After a couple of weeks, I drove to SAF to collect the unfortunate cheeses.  I did not have high hopes to be honest, particularly as one of them had pancaked overnight and collapsed – a bit of a surprise for me and also for Lee Anna.

However, I had known, that I had more cheese than I was expecting, which I suspected meant they were too moist.  This raises the likelihood of crazy things happening during maturation.  What I didn’t know however until I began to think and mull it over was that those rather too healthy pseudomonas might also have played a part in this too.  Pseudomonas, as I had discovered thanks to the very knowledgeable Paul Thomas, are caseolytic (they eat casein).  Could that mean that they might increase the speed and amount of protein breakdown in our cheeses?  One quick email and a reply later and yes, by no means the only factor but, if there were large numbers of pseudomonas, then there was much more chance of pancaked gooey cheeses that fall apart.

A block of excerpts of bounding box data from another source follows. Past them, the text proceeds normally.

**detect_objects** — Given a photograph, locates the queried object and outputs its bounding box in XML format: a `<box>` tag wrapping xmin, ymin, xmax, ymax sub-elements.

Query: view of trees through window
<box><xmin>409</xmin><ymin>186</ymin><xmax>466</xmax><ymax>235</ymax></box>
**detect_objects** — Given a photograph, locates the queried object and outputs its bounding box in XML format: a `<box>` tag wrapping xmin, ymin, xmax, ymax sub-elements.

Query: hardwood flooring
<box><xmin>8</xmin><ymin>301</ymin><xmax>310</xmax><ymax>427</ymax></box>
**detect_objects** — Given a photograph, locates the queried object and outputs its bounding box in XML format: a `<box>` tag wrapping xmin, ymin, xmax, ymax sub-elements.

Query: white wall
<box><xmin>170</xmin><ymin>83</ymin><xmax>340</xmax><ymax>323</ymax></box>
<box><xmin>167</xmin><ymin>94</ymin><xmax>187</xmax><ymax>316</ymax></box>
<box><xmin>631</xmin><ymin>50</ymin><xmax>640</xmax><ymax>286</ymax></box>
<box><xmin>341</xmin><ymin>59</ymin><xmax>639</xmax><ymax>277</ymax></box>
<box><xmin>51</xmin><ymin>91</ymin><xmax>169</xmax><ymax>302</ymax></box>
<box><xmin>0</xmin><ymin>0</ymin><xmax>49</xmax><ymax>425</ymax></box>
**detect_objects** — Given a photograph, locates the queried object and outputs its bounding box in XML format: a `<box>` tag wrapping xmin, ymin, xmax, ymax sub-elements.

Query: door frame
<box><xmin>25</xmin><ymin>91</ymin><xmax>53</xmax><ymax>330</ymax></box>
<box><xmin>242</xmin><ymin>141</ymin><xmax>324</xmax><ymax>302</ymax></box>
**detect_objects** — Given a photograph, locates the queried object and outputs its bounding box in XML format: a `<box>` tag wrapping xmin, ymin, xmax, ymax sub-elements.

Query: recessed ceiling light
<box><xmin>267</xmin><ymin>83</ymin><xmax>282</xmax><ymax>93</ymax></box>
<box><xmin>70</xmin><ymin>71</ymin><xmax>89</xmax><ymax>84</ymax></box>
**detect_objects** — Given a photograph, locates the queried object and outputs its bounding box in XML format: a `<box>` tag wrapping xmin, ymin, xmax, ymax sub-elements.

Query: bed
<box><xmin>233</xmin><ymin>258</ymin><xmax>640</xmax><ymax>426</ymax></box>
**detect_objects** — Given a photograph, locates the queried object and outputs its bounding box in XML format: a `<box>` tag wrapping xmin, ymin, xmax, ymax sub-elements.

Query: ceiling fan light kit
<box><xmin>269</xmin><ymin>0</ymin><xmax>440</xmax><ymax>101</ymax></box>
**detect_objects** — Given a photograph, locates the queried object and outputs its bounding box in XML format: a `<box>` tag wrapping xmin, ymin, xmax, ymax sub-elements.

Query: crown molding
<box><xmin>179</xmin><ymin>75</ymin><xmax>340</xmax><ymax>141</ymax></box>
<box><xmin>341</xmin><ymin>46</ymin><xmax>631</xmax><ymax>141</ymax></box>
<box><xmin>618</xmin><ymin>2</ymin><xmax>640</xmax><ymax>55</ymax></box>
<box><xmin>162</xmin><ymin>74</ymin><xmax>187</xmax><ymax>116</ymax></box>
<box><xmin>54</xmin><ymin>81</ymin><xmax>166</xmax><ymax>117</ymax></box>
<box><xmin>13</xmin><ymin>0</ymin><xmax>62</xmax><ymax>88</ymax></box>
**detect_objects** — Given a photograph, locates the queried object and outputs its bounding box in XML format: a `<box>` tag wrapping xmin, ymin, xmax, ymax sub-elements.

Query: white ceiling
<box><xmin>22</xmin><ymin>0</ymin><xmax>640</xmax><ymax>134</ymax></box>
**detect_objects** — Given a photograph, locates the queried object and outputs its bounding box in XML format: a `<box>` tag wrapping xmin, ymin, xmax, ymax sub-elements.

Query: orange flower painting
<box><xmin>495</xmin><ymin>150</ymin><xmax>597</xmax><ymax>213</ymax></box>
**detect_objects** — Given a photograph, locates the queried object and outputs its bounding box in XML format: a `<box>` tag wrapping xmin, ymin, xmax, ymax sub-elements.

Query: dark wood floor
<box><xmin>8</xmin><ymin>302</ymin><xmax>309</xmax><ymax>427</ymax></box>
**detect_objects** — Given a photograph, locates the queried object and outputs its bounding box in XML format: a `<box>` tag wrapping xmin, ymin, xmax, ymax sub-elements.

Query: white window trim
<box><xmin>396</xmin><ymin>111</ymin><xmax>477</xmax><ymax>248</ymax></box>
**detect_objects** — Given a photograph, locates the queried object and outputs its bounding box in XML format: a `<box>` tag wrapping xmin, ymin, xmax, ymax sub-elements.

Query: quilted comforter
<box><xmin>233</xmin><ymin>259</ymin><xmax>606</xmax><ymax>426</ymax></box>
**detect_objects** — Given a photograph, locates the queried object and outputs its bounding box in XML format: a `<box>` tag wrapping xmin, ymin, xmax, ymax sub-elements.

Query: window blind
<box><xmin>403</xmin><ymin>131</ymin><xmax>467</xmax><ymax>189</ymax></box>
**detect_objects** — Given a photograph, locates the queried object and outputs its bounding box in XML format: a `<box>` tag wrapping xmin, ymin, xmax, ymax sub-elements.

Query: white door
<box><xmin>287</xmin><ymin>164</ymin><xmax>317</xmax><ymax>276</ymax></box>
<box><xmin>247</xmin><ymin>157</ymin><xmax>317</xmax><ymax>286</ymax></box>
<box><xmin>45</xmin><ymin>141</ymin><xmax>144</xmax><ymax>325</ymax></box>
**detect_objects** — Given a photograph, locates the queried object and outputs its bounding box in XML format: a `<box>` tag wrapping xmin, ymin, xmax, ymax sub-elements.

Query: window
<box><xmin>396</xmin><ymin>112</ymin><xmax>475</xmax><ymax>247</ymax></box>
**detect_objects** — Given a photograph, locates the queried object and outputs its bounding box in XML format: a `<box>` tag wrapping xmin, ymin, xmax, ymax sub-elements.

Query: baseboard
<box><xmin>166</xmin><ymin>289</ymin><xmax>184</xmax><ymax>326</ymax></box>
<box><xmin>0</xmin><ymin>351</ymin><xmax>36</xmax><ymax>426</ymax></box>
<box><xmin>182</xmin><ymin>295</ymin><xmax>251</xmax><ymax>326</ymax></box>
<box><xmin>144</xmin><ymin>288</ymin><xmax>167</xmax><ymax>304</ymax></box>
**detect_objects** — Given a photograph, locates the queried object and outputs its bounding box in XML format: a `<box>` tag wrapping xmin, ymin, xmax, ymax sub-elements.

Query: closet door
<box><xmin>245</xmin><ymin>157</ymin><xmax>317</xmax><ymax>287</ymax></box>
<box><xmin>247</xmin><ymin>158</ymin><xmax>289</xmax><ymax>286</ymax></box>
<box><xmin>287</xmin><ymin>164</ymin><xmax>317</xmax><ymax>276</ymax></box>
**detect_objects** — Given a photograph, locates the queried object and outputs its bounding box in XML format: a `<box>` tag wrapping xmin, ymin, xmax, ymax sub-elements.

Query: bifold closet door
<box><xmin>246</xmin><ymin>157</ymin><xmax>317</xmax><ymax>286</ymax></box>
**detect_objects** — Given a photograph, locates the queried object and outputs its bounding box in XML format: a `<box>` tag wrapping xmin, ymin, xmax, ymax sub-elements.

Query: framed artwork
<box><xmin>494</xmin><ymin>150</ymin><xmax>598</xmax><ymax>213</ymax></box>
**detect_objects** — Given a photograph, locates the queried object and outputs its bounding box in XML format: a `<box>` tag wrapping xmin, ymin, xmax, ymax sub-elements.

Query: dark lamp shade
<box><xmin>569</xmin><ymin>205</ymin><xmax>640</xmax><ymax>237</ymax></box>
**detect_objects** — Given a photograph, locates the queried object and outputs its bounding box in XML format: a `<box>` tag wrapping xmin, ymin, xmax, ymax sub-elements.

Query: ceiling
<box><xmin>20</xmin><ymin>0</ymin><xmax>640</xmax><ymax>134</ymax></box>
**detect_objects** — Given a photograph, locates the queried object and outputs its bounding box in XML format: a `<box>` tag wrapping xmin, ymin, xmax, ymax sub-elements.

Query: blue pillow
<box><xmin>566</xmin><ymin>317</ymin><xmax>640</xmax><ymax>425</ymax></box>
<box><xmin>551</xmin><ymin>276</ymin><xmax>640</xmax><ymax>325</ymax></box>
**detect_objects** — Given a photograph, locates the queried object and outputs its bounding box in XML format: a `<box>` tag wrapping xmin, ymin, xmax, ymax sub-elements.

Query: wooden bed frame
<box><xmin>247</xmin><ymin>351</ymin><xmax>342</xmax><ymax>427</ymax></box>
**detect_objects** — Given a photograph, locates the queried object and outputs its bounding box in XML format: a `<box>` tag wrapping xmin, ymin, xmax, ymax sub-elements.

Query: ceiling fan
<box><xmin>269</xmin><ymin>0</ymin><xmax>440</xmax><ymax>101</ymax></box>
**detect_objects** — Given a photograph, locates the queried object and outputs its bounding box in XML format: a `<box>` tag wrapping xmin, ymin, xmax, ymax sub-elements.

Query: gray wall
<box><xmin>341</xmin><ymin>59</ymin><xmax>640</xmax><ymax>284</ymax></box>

All in all, I wasn’t sure what I would find at SAF but although one batch had fallen to pieces, the other did seem to be holding some shape and smelled convincingly washed rind.  Not the best behaved of washed rind, I’ll admit, but I’ve smelled worse in my time.  We tasted one of them and to my surprise there wasn’t a strongly bitter flavour that I was expecting due to the pseudomonas, in fact the predominant flavours were beery, yeasty and fruity with a hint of meaty and savoury in the background and perhaps just a touch of the bitterness on the rind but certainly not overpowering.

Now let’s be clear, it’s not the flavour profile I want but then again, the recipe didn’t work, so for it to have turned out to be not only edible but while a bit raucous, actually not too bad, was a definite bonus.  That said, a valuable lesson was learned for Cheese Trial no 2: use a hell of a lot more starter!